Nicht immer habe ich Frauenfreundschaften derart geschätzt, ist es doch gängige Praxis, Rivalitäten zwischen Frauen anzuheizen. Es beginnt schon in der Kindheit und zieht sich bis ins Erwachsenenalter, dass Mädchen und Frauen impliziert wird, andere Geschlechtsgenossinen als Rivalinnen zu sehen. Frauen, die gegeneinander ausgespielt werden, sind durch die Kämpfe untereinander derart „abgelenkt“, dass sie den Fokus auf den eigentlich unterdrückenden Mechanismus, das Patriarchat, verlieren. Ähnlich verhält es sich mit anderen marginalisierten Gruppen, denen suggeriert wird, dass es immer nur einen Platz am Tisch gäbe, den man sich erkämpfen muss. Dabei darf nicht vergessen werden, dass Konkurrenzverhältnisse systemerhaltend sind. 

Ich will gar nicht abstreiten, dass die Rivalitäten zwischen Frauen existieren

Weibliche Rivalität beschränkt sich nicht auf einen Lebensbereich, wie beispielsweise den Arbeitsplatz. Medial wird sie zur Unterhaltung stilisiert, vor allem in Dating-Shows, die es zum Konzept haben, dass viele Frauen um die Aufmerksamkeit eines Mannes buhlen wie bei „Der Bachelor“, „Bachelor in Paradise“ und weiteren Spin-Offs. Wir kennen das Phänomen aber auch von anderen Reality-Formaten, in denen Frauen den Großteil des Casts ausmachen.

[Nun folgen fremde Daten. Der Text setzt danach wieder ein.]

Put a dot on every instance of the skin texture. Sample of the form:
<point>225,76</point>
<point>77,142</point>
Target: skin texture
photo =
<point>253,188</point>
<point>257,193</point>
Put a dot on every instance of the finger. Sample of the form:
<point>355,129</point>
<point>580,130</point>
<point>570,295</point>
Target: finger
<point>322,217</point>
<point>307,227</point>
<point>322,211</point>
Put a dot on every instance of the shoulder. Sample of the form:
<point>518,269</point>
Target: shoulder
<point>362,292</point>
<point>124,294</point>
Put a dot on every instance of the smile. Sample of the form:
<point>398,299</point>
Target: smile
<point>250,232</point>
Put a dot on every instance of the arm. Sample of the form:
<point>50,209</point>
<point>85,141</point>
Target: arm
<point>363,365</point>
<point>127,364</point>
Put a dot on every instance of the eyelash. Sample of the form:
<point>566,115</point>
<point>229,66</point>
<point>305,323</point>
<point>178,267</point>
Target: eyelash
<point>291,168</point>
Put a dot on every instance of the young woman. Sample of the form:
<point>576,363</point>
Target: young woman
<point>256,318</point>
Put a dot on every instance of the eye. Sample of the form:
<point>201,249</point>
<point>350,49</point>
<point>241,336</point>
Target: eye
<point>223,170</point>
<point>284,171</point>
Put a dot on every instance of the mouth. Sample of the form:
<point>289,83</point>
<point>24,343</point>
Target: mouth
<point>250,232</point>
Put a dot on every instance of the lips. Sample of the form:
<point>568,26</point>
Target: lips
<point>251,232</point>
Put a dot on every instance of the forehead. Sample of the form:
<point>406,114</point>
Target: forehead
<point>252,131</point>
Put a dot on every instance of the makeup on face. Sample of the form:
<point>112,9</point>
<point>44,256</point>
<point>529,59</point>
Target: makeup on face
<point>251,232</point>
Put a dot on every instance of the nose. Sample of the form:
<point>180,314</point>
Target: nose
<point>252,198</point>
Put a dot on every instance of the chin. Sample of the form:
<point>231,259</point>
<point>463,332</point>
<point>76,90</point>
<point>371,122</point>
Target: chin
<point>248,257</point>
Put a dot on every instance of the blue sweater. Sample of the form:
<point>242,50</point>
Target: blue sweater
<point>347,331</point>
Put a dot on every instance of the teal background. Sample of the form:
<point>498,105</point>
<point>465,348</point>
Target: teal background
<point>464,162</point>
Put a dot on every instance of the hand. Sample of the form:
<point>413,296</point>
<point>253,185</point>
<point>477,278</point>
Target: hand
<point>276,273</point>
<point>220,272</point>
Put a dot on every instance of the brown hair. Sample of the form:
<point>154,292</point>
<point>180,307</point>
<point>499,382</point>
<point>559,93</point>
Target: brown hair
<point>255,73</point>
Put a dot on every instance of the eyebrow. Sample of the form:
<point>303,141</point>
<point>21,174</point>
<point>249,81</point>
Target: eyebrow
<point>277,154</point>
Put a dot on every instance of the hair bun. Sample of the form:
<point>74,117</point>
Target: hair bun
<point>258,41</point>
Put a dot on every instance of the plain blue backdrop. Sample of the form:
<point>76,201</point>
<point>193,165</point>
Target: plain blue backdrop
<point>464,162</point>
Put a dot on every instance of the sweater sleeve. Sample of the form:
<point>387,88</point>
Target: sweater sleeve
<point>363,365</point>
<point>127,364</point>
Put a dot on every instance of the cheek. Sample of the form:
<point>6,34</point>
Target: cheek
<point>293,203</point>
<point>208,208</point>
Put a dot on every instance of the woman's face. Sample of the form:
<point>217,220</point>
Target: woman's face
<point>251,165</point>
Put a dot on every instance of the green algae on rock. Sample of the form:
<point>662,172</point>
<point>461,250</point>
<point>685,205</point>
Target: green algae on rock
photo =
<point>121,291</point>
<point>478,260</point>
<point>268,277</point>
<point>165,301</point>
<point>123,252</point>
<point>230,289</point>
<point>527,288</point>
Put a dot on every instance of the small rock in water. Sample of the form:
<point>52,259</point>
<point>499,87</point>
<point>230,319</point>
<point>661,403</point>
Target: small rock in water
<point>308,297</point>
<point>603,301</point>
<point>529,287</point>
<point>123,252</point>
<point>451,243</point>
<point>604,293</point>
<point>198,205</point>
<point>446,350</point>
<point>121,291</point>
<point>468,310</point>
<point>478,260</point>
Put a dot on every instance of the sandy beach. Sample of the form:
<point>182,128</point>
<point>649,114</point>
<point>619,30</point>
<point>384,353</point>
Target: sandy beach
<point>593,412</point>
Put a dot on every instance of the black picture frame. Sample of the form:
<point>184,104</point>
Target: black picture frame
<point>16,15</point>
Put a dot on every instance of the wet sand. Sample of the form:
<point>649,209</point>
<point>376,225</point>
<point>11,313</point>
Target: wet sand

Sendungen wie „Germany’s Next Topmodel“ oder „Real Housewives“ sind vielleicht nicht primär auf Streitereien ausgelegt, aber leben vom Drama des „Cat Fights“. In der Forschung wird diskutiert, inwieweit Reality-TV rassistische und sexistische Stereotype manifestiert, aber das ist ein Thema für sich.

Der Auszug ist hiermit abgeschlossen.